Ertesi gün ise dünyanın nazar boncuğu diye adlandırılan Konya’daki Meke Gölü’nün yüzde 99 kuruduğu haberini okuduk. Orman ve Su İşleri Bakanı, Konya havzasının ‘hidrolojik kuraklığa’ resmi olarak girdiğini açıkladı. Peki madem iş bu noktaya varacaktı, Konya’da neden bol su tüketen ‘sulu tarım’ yapılıp durdu?
*
Burası Türkiye’nin en az yağış alan bölgesi. Konya’daki yıllık yağış ortalaması Türkiye ortalamasının yarısı kadar. Kuraklık sınırındaki bir yerde susuz tarıma ağırlık verilmesi, fazla su istemeyen ürünler yetiştirilmesi gerekirken... Son 10 yılda Konya Kapalı Havzası’nda sulu tarım alanlarının yüzeyi yüzde 40 arttı. Bölgenin yeraltı suları, derin kuyular vasıtasıyla sulu tarımda kullanıldı. Bu arada ‘Mavi Tünel’ adlı projenin çalışmalarına başlandı. Bu tünelle Göksu Nehri’nin akışı değiştirilecek, nehrin suyu Konya Ovası’na taşınacaktı. Devlet Su İşleri’nin tahminlerine göre, ovada 220 bin hektar alan daha sulu tarım yapma imkânı kazanacaktı. Nehirlerin besin taşıdığını, Göksu’nun suyunu Konya Ovası’na çevirerek dengeyi bozacağımızı ve azalarak gelecek suyun devede kulak kalacağını hesaba katmadık. Uzmanlar Mavi Tünel’in Konya Ovası’nı suya doyuracak bir proje olmadığını mütemadiyen tekrarladılar. Ama yine yaşayarak göreceğiz anlaşılan.
*
Türkiye’nin en susuz bölgesinde, susuz tarıma uygun bir politika geliştirileceğine, çiftçi sulu tarım yapmaya teşvik edilince haliyle çok su isteyen ürünler öne çıktı. Ortadaki çelişki görmezden gelindi. Sulu tarım yapılan birçok bölgede çiftçi yılda 2-3 ürün alıyor, susuz tarım yapanlar ise 2 yılda bir ürün alabiliyor. Susuz tarım yapan çiftçilerin gelirleri devamlı düşüyor. Sulu tarım çiftçi için her zaman daha cazip ama böyle olunca, susuz Konya’nın olan suyu da tükendi.
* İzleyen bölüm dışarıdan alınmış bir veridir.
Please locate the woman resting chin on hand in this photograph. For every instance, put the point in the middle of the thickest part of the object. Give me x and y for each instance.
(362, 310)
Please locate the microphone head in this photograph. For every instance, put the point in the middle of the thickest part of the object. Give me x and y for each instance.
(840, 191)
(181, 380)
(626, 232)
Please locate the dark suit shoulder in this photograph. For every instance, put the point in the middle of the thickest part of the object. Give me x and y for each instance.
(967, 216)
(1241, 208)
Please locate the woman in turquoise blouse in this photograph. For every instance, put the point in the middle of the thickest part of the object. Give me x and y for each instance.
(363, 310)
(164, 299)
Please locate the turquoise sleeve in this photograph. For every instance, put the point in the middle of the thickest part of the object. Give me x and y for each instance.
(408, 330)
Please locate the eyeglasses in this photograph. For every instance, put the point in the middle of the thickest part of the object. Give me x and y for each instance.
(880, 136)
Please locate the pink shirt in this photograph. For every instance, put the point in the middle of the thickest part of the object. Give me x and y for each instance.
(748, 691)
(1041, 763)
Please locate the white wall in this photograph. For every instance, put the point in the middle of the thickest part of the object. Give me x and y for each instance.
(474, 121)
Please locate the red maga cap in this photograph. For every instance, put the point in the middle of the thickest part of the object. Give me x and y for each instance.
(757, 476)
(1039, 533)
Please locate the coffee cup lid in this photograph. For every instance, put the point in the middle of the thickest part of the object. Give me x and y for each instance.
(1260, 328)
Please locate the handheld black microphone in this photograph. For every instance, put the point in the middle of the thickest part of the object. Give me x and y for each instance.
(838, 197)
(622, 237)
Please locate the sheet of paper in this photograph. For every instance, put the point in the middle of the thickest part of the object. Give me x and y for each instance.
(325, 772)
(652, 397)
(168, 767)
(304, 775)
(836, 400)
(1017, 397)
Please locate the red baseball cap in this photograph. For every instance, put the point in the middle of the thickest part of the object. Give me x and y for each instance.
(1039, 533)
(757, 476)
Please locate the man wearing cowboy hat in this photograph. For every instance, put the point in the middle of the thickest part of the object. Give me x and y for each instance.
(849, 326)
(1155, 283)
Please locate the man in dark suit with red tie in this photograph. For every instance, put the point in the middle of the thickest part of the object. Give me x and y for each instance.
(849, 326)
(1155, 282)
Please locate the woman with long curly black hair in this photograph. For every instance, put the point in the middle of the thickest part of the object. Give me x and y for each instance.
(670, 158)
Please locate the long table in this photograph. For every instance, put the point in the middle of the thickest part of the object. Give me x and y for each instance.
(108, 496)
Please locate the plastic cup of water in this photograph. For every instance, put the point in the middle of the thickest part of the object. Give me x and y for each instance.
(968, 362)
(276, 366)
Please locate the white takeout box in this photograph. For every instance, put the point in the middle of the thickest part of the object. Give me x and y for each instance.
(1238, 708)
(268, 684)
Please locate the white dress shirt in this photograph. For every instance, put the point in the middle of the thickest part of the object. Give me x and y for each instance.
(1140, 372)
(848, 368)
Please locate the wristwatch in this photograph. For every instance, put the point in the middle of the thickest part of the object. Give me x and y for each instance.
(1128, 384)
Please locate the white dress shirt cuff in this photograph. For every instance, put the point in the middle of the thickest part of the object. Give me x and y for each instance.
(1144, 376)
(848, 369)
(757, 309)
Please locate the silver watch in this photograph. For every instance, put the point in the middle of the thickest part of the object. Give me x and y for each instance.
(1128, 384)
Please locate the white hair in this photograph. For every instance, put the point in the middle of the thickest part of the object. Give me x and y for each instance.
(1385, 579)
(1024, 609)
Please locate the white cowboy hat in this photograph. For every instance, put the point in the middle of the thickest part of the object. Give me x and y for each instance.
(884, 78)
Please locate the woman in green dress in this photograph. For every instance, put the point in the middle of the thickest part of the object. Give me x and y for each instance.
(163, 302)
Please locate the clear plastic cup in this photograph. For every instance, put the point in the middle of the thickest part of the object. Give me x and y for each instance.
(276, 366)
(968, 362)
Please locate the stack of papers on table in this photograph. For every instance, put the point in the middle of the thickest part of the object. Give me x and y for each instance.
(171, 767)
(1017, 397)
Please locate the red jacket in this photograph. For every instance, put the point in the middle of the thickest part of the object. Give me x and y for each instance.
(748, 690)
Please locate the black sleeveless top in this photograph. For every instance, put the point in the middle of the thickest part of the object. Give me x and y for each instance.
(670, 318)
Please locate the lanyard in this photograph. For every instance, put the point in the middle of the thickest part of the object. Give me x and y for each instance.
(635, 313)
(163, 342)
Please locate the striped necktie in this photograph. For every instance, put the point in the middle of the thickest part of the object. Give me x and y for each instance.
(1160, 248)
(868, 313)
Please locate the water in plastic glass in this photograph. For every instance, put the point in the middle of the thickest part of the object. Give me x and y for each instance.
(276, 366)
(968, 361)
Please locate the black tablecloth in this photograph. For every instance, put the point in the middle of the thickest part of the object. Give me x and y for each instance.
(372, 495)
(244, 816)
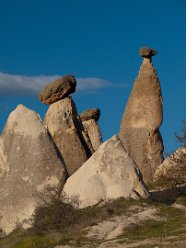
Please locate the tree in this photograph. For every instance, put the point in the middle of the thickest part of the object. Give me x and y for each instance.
(182, 138)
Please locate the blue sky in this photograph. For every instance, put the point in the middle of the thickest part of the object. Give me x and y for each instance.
(98, 42)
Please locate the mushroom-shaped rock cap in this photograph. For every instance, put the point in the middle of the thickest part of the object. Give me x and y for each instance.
(58, 89)
(90, 114)
(147, 52)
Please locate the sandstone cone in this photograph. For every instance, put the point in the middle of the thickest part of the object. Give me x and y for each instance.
(109, 174)
(58, 89)
(172, 172)
(68, 134)
(89, 119)
(29, 162)
(142, 118)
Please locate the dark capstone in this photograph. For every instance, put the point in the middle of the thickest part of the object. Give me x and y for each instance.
(90, 114)
(147, 52)
(58, 89)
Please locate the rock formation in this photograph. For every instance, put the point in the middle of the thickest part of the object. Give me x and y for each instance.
(68, 133)
(110, 173)
(29, 163)
(172, 172)
(58, 89)
(89, 119)
(142, 118)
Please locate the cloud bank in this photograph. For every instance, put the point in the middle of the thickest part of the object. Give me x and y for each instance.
(31, 85)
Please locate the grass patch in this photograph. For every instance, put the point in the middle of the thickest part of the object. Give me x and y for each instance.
(59, 223)
(173, 223)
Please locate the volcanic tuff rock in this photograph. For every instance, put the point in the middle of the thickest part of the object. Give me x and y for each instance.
(110, 173)
(142, 118)
(89, 119)
(58, 89)
(68, 133)
(172, 172)
(29, 162)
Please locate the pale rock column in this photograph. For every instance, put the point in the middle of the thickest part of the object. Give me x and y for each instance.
(142, 118)
(90, 119)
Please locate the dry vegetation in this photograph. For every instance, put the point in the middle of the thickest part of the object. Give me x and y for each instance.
(59, 223)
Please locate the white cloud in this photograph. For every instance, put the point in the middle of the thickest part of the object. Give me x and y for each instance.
(31, 85)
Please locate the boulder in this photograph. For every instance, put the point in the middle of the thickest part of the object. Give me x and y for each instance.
(109, 174)
(172, 172)
(58, 89)
(142, 118)
(67, 131)
(29, 163)
(89, 119)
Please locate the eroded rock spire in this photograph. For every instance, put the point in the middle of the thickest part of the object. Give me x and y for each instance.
(142, 118)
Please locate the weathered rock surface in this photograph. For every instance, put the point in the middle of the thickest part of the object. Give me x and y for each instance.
(68, 133)
(89, 119)
(147, 52)
(110, 173)
(90, 114)
(142, 118)
(58, 89)
(29, 162)
(172, 172)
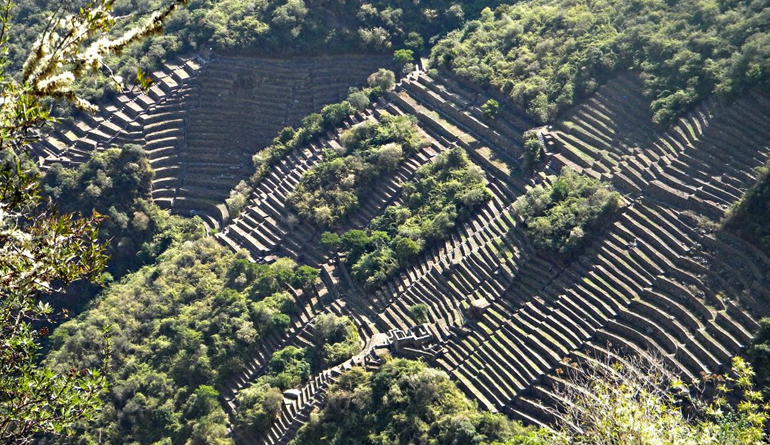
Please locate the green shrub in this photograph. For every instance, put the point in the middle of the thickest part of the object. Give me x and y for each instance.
(560, 217)
(491, 108)
(445, 192)
(330, 190)
(546, 55)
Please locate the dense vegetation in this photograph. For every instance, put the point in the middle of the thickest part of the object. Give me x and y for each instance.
(312, 127)
(621, 403)
(336, 340)
(331, 189)
(405, 402)
(262, 27)
(117, 183)
(750, 217)
(546, 55)
(560, 217)
(445, 192)
(178, 329)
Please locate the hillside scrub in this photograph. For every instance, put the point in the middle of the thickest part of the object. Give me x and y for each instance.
(749, 218)
(263, 27)
(336, 340)
(117, 183)
(290, 139)
(546, 55)
(179, 328)
(561, 217)
(330, 190)
(444, 193)
(405, 402)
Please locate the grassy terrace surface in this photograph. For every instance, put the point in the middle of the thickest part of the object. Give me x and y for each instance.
(203, 119)
(651, 282)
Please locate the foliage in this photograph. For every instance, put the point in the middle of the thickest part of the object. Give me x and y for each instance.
(445, 192)
(117, 183)
(491, 108)
(749, 218)
(330, 190)
(403, 57)
(289, 139)
(261, 27)
(405, 402)
(181, 327)
(533, 150)
(629, 402)
(547, 54)
(382, 80)
(40, 251)
(336, 340)
(759, 354)
(561, 216)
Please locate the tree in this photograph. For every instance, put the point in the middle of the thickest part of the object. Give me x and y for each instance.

Çiftçi durmadan yeraltı suyunu çekti, gelecek nesillerin suyunu da tüketti. 1974-2009 yılları arasında yeraltı su kaynakları 20-25 metre azaldı.
*
Konya’da yeraltı suları çekildikçe yer yarılıyor, içe göçüyor. Bunlar çoktandır almayı reddettiğimiz sinyaller aslında. Sadece 2006-2011 yılları arasında Konya Karapınar’da oluşan obruk sayısı 22. Kısa vadeli tarım politikalarımız ikmale kaldı. Geçmişe mazi derler elbette ama zararın neresinden dönsek de kâr. Konya’da acilen sulu tarımın sınırları belirlenmeli ve var olan su miktarına göre tarım yapılmalı. Kuru tarımda da dünya piyasalarına hitap edecek ekolojik ve iyi tarım uygulamalarına geçilmeli. Hakkını teslim edelim, iyi tarım uygulamalarını devlet de destekliyor. Aşırı gübrelemeyi önlemeye çalışıyor, sertifikasyon programları var. Ama bunlar yaygın değil.
*
Anadolu, susuz tarımı, buğdayı ve koyunuyla 10 bin yıl kendi kendine yetti. Peki biz ne yaptık? Son 30 yıldır suladık da suladık, yeraltı sularını çok aşağılara çektik. 10 bin yıllık dengeyle oynamaya başladık. Sulu tarımın nerede biteceği belli değil. Buna dair bir planımız da yok. Dünya sürdürülebilir küçülmeye giderken, biz sürdürülemez büyümeye gidiyoruz. Ancak unutmamalı ki hazıra dağ dayanmaz. Bunu görüp önlemimizi alalım. Aksi halde 20 yıla bu ‘tatlı hayat’ sona erecek.